To hide contours lines over the circle you have to plot 'inverse' polygon of desired color.

import numpy as np
import matplotlib.pyplot as plt
import matplotlib as mpl
import numpy as np
import seaborn as sns

# Color plot except polygon
def mask_outside(poly_verts, facecolor = None, ax = None):
    from matplotlib.patches import PathPatch
    from matplotlib.path import Path

    if ax is None: ax = plt.gca()
    if facecolor is None: facecolor = plt.gcf().get_facecolor()

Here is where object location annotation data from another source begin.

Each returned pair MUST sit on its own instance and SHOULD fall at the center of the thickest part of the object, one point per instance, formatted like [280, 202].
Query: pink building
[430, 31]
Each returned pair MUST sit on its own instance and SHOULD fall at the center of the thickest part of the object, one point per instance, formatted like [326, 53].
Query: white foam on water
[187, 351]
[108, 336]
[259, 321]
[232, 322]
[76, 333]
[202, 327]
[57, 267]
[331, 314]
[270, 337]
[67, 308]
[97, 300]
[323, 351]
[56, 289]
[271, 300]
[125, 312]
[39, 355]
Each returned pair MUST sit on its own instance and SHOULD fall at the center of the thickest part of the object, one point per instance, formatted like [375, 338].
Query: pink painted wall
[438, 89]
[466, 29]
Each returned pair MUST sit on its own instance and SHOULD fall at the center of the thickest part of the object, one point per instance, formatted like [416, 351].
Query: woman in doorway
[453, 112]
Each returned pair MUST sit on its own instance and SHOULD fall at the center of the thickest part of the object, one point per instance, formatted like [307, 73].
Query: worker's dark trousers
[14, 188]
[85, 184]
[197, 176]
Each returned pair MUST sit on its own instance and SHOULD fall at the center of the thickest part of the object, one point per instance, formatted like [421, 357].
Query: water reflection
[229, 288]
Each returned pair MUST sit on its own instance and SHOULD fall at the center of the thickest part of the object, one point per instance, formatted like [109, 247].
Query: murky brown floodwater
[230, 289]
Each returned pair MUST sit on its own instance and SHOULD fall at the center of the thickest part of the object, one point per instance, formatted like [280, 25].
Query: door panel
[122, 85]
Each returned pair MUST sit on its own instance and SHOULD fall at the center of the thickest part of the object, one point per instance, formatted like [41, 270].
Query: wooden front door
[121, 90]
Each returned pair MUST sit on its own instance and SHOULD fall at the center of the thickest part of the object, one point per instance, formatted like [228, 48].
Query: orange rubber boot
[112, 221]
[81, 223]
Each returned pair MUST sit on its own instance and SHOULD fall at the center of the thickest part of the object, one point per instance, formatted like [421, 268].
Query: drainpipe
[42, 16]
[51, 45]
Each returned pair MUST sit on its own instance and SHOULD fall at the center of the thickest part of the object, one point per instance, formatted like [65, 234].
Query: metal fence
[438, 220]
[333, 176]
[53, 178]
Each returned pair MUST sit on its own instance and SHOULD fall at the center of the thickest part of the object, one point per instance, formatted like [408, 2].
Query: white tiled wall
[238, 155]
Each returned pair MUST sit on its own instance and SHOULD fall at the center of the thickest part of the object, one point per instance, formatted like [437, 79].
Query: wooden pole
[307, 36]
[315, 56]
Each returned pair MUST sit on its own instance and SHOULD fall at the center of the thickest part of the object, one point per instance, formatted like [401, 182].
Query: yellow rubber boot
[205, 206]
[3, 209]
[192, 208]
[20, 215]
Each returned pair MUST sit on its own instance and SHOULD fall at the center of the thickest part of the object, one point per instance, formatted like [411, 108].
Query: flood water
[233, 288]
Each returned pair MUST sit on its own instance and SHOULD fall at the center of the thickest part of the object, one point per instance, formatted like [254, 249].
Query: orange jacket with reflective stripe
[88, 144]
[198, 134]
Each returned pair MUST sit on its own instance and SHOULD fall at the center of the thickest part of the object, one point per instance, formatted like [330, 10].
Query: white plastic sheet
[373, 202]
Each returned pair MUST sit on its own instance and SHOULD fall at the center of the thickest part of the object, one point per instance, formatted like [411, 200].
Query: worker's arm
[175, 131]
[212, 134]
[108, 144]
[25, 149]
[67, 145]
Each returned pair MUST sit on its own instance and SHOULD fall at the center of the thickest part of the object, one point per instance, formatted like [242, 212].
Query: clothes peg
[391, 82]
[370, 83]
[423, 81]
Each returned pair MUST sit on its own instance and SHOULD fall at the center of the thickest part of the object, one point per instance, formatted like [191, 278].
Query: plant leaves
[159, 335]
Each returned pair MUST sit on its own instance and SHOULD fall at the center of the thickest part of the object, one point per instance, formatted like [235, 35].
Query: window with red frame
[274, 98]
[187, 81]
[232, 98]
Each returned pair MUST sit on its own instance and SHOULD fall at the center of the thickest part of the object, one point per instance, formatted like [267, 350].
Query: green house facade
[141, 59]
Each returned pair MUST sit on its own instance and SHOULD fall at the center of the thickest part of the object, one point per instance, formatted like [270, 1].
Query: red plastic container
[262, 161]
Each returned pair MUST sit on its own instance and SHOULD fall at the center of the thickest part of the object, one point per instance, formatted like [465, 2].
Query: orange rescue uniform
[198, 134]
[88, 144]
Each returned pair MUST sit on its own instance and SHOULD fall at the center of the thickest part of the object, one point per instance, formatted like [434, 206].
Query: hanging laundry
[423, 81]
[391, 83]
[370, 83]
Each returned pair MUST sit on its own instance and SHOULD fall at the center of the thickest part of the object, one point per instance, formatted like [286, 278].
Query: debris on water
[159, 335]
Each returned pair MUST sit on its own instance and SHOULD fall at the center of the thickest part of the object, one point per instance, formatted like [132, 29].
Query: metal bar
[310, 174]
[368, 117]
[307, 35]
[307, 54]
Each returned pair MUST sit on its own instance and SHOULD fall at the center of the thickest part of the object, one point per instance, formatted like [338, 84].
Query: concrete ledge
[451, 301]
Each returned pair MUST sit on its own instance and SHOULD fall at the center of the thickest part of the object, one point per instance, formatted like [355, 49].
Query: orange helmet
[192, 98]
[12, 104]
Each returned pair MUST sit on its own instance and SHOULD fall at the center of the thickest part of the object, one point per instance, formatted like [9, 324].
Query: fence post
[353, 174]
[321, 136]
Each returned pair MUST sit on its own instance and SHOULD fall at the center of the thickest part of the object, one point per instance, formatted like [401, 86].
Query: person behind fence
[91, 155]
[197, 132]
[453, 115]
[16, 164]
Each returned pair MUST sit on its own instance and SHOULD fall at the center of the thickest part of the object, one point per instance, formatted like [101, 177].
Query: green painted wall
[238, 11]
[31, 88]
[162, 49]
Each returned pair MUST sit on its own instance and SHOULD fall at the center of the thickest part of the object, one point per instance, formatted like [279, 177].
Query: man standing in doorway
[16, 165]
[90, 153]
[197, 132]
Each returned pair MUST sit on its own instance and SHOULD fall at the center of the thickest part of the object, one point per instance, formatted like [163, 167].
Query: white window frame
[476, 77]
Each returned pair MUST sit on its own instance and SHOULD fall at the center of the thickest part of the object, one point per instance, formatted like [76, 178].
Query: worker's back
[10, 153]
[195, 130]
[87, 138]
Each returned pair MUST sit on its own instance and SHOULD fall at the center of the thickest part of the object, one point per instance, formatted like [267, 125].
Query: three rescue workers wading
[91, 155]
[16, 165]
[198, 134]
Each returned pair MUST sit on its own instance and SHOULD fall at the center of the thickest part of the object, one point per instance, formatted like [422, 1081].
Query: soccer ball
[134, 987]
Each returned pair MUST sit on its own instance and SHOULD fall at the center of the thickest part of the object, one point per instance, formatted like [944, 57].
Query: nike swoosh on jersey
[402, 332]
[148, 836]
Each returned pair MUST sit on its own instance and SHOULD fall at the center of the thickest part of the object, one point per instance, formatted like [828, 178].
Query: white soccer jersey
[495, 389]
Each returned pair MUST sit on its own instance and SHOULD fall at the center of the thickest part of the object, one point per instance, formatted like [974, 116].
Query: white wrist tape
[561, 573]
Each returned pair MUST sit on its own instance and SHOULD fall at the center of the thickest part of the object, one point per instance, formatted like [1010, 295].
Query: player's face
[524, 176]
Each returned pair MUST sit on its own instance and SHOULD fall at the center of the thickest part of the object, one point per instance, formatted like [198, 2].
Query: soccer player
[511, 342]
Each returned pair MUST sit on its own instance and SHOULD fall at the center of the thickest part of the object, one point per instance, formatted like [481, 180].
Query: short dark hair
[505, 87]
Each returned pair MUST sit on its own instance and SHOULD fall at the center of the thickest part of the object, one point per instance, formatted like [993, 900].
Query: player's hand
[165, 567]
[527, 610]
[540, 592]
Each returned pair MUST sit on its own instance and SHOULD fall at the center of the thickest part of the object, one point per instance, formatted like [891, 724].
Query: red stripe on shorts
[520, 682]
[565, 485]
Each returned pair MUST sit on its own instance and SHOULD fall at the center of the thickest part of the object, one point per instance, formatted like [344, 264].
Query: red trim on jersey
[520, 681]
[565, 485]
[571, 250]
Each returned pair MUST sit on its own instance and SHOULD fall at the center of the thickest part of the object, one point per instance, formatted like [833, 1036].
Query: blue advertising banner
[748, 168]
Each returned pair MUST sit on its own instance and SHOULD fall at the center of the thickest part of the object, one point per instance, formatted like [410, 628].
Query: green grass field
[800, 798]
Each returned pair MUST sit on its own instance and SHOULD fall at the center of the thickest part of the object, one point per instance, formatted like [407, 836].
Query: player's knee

    # Construct inverse polygon
    xlim, ylim = ax.get_xlim(), ax.get_ylim()
    bound_verts = [(xlim[0], ylim[0]), (xlim[0], ylim[1]), 
                   (xlim[1], ylim[1]), (xlim[1], ylim[0]), (xlim[0], ylim[0])]
    bound_codes = [Path.MOVETO] + (len(bound_verts) - 1) * [Path.LINETO]
    poly_codes = [Path.MOVETO] + (len(poly_verts) - 1) * [Path.LINETO]

    # Plot it
    path = Path(bound_verts + poly_verts, bound_codes + poly_codes)
    ax.add_patch(PathPatch(path, facecolor = facecolor, edgecolor = 'None', zorder = 1e+3))

# Your example
fig = plt.figure()
ax = fig.add_subplot(111, frameon=False, xticks=[], yticks=[])
random_points = np.array([p for p in np.random.random(size=(100, 2)) if 0 < p[0] < 1 and 0 < p[1] < 1])
kde = sns.kdeplot(random_points[:,0], random_points[:,1], ax=ax)

xmin, xmax = kde.get_xlim()
ymin, ymax = kde.get_ylim()

patch = mpl.patches.Circle(((xmin + xmax) / 2, (ymin + ymax) / 2), radius=0.4)
mask_outside([tuple(x) for x in patch.get_verts()]) # call before add_patch!
ax.add_patch(patch)

plt.show()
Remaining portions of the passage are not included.